That's all pretty simple to do, and the quality of the platform's crash dump feature will depend only upon the quality of the platform's kexec support.
People have bits and pieces of this already - I'd hope to see candidate patches within a few weeks. The main participants are rddunlap, suparna and mbligh.
Eric W. Biederman asked, "Does anyone have a proof of concept implementation? I have been able to find a little bit of time for this kind of thing lately and have just done the x86-64 port. (You can all give me a hard time about taking a year to get back to it :) I am in the process of breaking everything up into their individual change patches and doing a code review so I feel comfortable with sending the code to Andrew. So this would be a very good time for me to look at any code for reporting a crash dump with a kernel started with kexec." Suparna Bhattacharya replied, "Hari has a nice POC implementation - it might make sense for him to post it rightaway for you to take a look. Basically, in addition to hmem (oldmem), the upcoming kernel exports an ELF core view of the saved register and memory state of the previous kernel as /proc/vmcore.prev (remember your suggestion of using an ELF core file format for dump ?), so one can use cp or scp to save the core dump to disk. He has a quick demo, where he uses gdb (unmodified) to open the dump and show a stack trace of the dumping cpu."

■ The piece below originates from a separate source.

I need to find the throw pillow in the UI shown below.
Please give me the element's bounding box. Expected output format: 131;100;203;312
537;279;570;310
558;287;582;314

3. Altix System Controller Interface To User-Space
27 Jul 2004 - 2 Aug 2004 (12 posts) Archive Link: "[PATCH] Altix system controller communication driver"
People: Greg Howard, Christoph Hellwig, Jes Sorensen, Andrew Morton
Greg Howard said:
The following patch ("altix-system-controller-driver.patch") implements a driver that allows user applications to access the system controllers on SGI Altix machines. It applies on top of the 2.6.8-rc-mm1 patch.
Most of the patch is just the new file drivers/char/snsc.c. It allows system-controller-related applications (e.g., "flashsc" which flashes the system controller firmware) to forward data to SAL; SAL contains the code that multiplexes this system controller traffic with other such traffic (including console I/O). It's expected that each node will have a corresponding system controller device file, and each such device file can be used to open a number of "subchannels". The data structures and macros for the new driver are kept in a separate header file (snsc.h), since I anticipate eventually adding an additional file that will leverage some of this code to log environmental event notifications coming from the system controllers. Inline wrapper functions for the the SAL services used by the driver have been added to include/asm-ia64/sn/sn_sal.h.
The only other significant (though small) change is in the Altix console driver, drivers/serial/sn_console.c. This driver must share an interrupt with snsc.c. A few config-related files are also patched (sn2_defconfig and drivers/char/[Kconfig,Makefile]).
Jes Sorensen and Andrew Morton offered some technical suggestions for the patch; and after a little back-and-forth, Greg posted an update. Christoph Hellwig and Andrew now offered suggestions; and the thread petered out, with Greg on the way to produce another update.
4. Linux 2.6.8-rc2-mm1 Released
28 Jul 2004 - 3 Aug 2004 (40 posts) Archive Link: "2.6.8-rc2-mm1"
Topics: Disks: IDE, I2O, Kernel Build System, Kernel Release Announcement, Software Suspend, Version Control
People: Andrew Morton
Andrew Morton announced Linux 2.6.8-rc2-mm1, saying:
5. Allowing Non-Root User To mlock Memory
29 Jul 2004 - 4 Aug 2004 (49 posts) Archive Link: "[patch] mlock-as-nonroot revisted"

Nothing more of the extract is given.